Morphine is a central nervous system depressant, meaning it slows the system down significantly. Overdosing on morphine can lead to unconsciousness, coma, slowed breathing, and even death.



Morphine Addiction

Addiction is characterized as the compulsive intake of a certain drug, even when the user is already experiencing its adverse effects. Addiction can develop when someone constantly abuses the drug. Morphine addiction usually starts with tolerance. The person needs to take more of the drug just to experience the same euphoric effects.

Once a tolerance develops, dependence sets in and the person becomes unable to feel “normal” without taking morphine. They will experience withdrawal symptoms when they don’t take morphine. This makes it hard to quit without professional help. The person will feel intense cravings and will often relapse every time they stop taking it.

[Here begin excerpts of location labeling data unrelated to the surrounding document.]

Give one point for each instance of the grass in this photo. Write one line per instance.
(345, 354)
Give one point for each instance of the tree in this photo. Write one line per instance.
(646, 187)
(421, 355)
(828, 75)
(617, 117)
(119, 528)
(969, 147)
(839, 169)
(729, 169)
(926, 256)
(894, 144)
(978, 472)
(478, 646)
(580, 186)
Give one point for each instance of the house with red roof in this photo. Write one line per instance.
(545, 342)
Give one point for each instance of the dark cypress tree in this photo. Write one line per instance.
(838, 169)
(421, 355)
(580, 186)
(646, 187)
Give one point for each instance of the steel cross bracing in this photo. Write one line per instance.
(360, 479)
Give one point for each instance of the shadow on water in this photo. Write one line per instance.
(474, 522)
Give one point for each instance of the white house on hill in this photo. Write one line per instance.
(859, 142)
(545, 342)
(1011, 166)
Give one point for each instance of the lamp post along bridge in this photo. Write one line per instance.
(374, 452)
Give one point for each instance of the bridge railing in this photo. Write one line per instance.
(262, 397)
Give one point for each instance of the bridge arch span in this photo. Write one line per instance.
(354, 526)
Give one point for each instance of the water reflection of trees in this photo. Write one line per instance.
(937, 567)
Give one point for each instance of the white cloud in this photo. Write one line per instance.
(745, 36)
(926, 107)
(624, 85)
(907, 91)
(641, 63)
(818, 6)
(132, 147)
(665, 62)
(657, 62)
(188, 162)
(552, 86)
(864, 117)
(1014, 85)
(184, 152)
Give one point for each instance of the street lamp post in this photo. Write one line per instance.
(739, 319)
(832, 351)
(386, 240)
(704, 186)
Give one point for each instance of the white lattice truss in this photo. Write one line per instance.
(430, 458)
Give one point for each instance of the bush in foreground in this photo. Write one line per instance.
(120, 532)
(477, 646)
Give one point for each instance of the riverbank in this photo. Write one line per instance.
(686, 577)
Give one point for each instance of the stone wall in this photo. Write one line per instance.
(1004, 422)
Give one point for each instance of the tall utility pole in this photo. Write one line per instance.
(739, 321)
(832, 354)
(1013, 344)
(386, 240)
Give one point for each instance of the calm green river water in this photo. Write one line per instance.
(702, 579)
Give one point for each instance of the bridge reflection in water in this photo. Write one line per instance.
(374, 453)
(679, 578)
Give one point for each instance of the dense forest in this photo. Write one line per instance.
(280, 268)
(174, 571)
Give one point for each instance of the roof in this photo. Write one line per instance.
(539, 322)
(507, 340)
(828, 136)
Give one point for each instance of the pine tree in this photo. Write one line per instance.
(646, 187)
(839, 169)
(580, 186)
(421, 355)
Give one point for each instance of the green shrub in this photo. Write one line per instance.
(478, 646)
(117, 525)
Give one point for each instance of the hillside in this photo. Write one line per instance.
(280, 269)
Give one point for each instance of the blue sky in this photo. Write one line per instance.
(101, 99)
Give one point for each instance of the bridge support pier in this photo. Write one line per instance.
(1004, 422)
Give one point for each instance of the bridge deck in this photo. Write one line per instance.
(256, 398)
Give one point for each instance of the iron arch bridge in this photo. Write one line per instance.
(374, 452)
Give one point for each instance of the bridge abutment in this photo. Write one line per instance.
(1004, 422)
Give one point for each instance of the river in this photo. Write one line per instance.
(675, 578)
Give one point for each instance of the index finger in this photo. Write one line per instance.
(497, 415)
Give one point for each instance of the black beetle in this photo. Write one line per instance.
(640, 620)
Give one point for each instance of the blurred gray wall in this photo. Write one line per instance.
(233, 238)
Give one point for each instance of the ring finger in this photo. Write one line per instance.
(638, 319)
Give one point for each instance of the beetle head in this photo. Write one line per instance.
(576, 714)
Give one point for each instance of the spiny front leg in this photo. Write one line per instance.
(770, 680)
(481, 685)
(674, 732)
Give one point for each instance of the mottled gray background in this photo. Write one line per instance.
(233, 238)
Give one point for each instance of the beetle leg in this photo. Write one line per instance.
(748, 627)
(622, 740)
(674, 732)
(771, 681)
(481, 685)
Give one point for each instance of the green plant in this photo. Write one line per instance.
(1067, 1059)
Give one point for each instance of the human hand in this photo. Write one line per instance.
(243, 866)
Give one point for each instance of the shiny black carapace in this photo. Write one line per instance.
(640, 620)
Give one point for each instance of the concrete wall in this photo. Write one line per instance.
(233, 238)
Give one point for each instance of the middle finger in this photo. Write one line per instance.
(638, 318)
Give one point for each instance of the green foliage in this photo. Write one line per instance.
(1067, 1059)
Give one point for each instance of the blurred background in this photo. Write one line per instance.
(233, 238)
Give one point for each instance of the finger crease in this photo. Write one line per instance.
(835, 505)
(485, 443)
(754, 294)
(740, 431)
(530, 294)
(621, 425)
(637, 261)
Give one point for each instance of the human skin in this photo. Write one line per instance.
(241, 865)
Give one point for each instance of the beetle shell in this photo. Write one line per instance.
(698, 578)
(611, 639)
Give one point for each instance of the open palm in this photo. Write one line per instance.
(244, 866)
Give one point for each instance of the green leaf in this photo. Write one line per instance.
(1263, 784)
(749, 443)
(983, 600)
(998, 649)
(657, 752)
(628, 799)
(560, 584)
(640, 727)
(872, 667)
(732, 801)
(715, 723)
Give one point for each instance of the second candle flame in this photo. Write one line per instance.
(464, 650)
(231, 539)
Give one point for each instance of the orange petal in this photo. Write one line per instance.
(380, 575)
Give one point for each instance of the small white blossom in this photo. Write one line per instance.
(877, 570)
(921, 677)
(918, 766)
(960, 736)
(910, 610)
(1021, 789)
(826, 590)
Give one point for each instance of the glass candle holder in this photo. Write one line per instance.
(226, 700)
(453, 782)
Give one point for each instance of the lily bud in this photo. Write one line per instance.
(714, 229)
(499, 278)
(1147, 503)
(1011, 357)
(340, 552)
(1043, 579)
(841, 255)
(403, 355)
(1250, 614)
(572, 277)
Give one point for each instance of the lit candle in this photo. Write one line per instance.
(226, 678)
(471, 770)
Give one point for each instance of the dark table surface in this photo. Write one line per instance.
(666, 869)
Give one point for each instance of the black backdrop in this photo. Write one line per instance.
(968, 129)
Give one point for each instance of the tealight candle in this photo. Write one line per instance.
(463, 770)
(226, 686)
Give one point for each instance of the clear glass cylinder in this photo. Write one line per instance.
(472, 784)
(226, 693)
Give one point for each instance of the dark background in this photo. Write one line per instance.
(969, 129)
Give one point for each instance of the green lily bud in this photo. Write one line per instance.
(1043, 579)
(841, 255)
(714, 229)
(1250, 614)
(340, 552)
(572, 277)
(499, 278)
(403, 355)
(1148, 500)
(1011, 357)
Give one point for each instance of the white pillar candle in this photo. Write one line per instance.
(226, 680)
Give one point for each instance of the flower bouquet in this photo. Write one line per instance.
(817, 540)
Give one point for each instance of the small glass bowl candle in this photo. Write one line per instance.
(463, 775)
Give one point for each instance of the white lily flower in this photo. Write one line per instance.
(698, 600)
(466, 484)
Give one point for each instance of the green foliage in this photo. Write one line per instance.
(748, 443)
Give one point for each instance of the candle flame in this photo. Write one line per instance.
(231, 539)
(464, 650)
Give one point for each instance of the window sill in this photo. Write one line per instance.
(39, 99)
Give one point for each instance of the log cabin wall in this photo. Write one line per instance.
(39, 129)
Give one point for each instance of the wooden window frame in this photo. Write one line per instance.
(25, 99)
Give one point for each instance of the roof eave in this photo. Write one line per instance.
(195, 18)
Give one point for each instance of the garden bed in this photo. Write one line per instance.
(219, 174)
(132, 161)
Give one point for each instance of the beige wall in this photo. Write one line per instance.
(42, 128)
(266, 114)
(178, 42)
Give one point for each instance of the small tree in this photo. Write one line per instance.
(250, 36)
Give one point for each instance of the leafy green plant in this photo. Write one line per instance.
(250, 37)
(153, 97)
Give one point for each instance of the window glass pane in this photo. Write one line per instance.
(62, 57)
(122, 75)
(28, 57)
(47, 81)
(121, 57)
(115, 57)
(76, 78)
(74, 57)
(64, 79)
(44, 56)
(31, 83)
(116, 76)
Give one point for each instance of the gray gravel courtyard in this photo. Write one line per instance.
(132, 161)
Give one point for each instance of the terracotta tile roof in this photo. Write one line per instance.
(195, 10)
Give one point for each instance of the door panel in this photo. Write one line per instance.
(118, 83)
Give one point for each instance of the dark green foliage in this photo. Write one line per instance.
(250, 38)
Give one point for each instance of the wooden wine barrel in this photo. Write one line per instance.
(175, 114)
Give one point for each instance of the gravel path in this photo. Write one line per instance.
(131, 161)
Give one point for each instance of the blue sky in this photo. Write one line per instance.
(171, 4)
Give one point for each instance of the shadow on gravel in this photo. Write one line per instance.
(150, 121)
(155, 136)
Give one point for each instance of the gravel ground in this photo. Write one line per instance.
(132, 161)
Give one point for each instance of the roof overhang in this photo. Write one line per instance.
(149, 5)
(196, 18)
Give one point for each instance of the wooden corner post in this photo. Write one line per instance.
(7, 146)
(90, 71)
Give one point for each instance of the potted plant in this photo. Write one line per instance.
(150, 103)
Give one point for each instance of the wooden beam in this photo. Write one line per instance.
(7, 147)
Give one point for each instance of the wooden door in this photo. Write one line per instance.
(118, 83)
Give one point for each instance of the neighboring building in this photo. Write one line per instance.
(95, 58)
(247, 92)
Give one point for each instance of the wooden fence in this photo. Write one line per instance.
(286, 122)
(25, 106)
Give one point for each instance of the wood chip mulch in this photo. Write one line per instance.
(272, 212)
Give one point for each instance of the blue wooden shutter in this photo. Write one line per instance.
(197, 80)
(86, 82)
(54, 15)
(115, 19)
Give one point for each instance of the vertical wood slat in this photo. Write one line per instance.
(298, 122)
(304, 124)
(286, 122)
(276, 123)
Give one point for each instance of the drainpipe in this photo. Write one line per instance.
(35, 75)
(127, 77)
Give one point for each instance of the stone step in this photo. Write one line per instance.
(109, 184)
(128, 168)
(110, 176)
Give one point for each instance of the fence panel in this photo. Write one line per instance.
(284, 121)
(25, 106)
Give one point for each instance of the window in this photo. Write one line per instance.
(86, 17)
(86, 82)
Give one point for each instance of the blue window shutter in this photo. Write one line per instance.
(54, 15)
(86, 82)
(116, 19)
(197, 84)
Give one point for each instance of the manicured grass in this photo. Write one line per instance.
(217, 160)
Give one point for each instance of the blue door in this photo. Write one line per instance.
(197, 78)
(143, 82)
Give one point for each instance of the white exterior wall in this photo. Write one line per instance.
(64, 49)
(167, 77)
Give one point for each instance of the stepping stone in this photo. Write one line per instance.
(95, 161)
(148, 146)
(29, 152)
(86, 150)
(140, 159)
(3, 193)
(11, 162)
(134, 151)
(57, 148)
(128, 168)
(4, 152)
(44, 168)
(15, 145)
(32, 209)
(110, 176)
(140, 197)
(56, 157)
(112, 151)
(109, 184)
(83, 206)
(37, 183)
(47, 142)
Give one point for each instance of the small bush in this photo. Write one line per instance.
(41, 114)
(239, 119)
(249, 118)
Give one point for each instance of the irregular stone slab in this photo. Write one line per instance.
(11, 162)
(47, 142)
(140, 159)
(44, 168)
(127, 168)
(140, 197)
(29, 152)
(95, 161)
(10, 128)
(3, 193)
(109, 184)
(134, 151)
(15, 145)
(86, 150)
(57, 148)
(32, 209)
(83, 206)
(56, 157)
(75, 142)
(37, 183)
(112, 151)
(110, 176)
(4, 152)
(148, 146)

The addicted individual will prioritize the drug over everything else, neglecting their responsibilities and losing interest in activities they used to enjoy. They will compulsively look for and abuse morphine, ignoring the negative consequences.

As a central nervous system depressant, morphine is very dangerous to combine with other CNS depressants.  Alcohol and benzodiazepines are two commonly abused CNS depressants that, when taken with morphine, can result in respiratory failure, coma, extreme sedation, and death.

If someone in the family is struggling with drug or alcohol addiction, it is important to seek help. A combination of medical detox and behavioral therapy can go a long way in the fight against substance abuse. But because every individual is affected by addiction differently, a comprehensive program tailored to their specific needs is necessary. Look for a nearby addiction treatment facility today and find out how drug treatment programs work.


Rehab is Your Best Chance

Treatment is an addicted individualʼs best option if they want to recover. Beating an addiction not only requires eliminating the physical dependence, but also addressing the behavioral factors that prevent them from wanting to get better. Simply quitting may not change the psychological aspect of addiction. Some people quit for a while, and then take drugs again, only to overdose because they did not detox properly. Recovery involves changing the way the patient feels, thinks, and behaves.